Build, a London/NYC AI-driven consultancy that claims to speed up large infrastructure projects with its platform, has raised an $8.5 million seed round led by Index Ventures, as investors continue to bet that AI will move into handling physical infrastructure.
Pebblebed, Puzzle Ventures and Tiny.vc also participated, alongside angels including OpenAI CFO Sarah Friar, Blackstone CTO John Stecher and senior figures from OpenAI, Meta AI Research and Google Maps.
Founded by architect James Stirrat-Ellis and AI researcher Ben McClusky, Build is attacking one of the biggest bottlenecks in infrastructure projects, namely the fragmented, consultant-heavy process of deciding where and how major projects should get built.
The immediate infrastructure boom, ironically, AI itself, or rather the explosion in data center build-outs to service the ravenous tech industry need for compute.
“We often imagine the internet to be this invisible thing. But AI is much more compute intensive than the rest of the internet has been. To grow that compute, you need to build data centres. Data centres need energy,” Stirrat-Ellis told Pathfounders.
Build’s pitch is that the old infrastructure process is no longer fast enough for that world. The company says its AI systems can cut due diligence timelines by more than 95%, turning weeks of work into hours. Its platform analyses more than 1,600 data sources covering planning, environmental, power, political and site constraints, then produces work that is reviewed by human domain experts before being sent to customers.
Stirrat-Ellis describes the company as “a digital labour platform” rather than another SaaS tool.
“The way we work is not a bit of software,” he said. “We’re actually selling outcomes.”
Build wants to sit inside the consultancy services market, which real estate and infrastructure firms still rely heavily on, but with much of the labour automated. Right now those consultants and internal teams use tools such as Google Maps, AutoCAD and specialist real estate software.
“We work as a services firm, but behind the services firm is actually mostly software,” said Stirrat-Ellis. “That means we’re able to be very competitive in price and quality, as well as speed.”

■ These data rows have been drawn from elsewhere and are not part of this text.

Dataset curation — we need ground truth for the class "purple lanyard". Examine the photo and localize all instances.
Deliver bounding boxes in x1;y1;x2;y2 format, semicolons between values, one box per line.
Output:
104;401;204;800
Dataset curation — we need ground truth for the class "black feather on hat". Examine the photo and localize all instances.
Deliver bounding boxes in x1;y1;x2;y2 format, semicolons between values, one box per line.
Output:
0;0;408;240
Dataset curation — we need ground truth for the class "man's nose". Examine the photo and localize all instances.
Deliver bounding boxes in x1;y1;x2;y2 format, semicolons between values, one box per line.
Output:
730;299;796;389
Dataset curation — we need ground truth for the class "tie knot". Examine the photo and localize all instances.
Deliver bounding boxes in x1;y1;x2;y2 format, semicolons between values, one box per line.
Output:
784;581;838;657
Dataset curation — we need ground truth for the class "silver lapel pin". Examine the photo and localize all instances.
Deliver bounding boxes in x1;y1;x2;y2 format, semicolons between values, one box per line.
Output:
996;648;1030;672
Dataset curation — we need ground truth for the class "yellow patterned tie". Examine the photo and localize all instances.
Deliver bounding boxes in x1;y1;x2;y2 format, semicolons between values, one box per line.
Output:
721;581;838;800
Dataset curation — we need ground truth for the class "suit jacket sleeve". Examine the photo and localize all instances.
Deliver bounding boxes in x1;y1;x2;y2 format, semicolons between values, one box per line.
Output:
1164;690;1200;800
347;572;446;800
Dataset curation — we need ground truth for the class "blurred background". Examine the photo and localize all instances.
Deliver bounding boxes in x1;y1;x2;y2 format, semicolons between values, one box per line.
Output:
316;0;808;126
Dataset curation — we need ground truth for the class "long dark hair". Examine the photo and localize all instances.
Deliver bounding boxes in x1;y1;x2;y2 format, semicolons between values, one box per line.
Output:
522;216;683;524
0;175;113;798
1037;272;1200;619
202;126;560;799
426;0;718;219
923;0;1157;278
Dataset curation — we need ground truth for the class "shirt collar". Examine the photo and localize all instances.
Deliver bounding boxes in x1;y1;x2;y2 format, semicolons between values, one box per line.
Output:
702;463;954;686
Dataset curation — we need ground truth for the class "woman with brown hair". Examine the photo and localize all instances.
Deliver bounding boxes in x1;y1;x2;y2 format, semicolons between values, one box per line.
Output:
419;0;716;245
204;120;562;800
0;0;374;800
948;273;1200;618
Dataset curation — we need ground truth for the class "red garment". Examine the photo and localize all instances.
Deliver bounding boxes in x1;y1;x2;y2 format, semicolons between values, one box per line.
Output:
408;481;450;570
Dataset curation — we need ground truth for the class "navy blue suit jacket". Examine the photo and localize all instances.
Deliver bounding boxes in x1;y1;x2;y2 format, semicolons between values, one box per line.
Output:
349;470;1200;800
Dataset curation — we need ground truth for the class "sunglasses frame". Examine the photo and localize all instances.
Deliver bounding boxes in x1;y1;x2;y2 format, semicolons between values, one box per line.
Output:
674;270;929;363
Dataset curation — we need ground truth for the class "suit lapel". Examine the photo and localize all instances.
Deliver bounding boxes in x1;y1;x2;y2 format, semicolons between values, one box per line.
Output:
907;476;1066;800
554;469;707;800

The company says it has already worked on more than 100 infrastructure projects across 15 countries, supporting governments, Fortune 500 companies and institutional real estate groups, including Tishman Speyer. Its customers collectively manage more than $2 trillion in assets.
A government or developer looking for the best sites for data centres can send Build a brief. The company’s agents ingest the project, run the majority of the work autonomously over several hours, and then pass the output to qualified domain experts before delivery.
“That’s the same way you would interact with a services firm,” said Stirrat-Ellis. “Similar prices, comparable prices, but you’re getting the thing back at 10 times the speed.”
The wider market is large. Build is targeting the development services industry that supports data centres, energy projects, industrial sites, multifamily housing and other institutional assets. Stirrat-Ellis points to large infrastructure and real estate services firms such as CBRE and others as evidence that the category already accounts for hundreds of billions of dollars in annual spend.
But Build is also entering a politically charged market. Data centres are increasingly running into community opposition, grid constraints and energy concerns, particularly in Europe.
Stirrat-Ellis argues that automation could help developers address those issues earlier rather than after a site has effectively already been chosen.
“Often the political and community side of things is taken way down the process,” he said. “That is way too late, given the impact of these data centres on communities. What Build offers is the ability to do this stuff right at the beginning.”
Before starting Build, Stirrat-Ellis worked as a designer at Heatherwick Studio, including on Singapore’s Changi Airport Terminal 5. He later taught himself to code and moved into engineering. McClusky brings a background in multi-agent systems and reinforcement learning.
Build’s platform is model-agnostic, using frontier models from providers such as OpenAI and Anthropic, combined with its own internal tooling, ontology, geospatial capabilities and long-running agent workflows. The company says the important part is not the model layer, but the ability to turn AI work into institutional-grade output.
“Companies don’t hire us to produce AI,” said Stirrat-Ellis. “They hire us to get the results.”
Build is headquartered in New York but has roots in London, where Stirrat-Ellis says it still generates a significant part of its revenue and is now hiring. The decision to build from the US, he said, reflects where infrastructure and data centre development is moving fastest.
“The US is the most forward on building, especially building data centres and infrastructure,” he said. “It’s the place to be to really drive the company forward.”
The new funding will be used to expand Build’s engineering and infrastructure teams, accelerate R&D and grow across North America and Europe.
Its long-term ambition is to automate more of the development lifecycle, from site selection and due diligence through permitting, engineering, pre-construction and asset management. The company calls this “agentic real estate.”
Martin Mignot, partner at Index Ventures, commented in a statement that Build represents “a new generation of AI companies focused on delivering actual work rather than simply improving software workflows.”
Ophelia Cai, partner at Tiny.vc, added: “What stood out immediately about Build was the ambition of the vision and the speed of execution.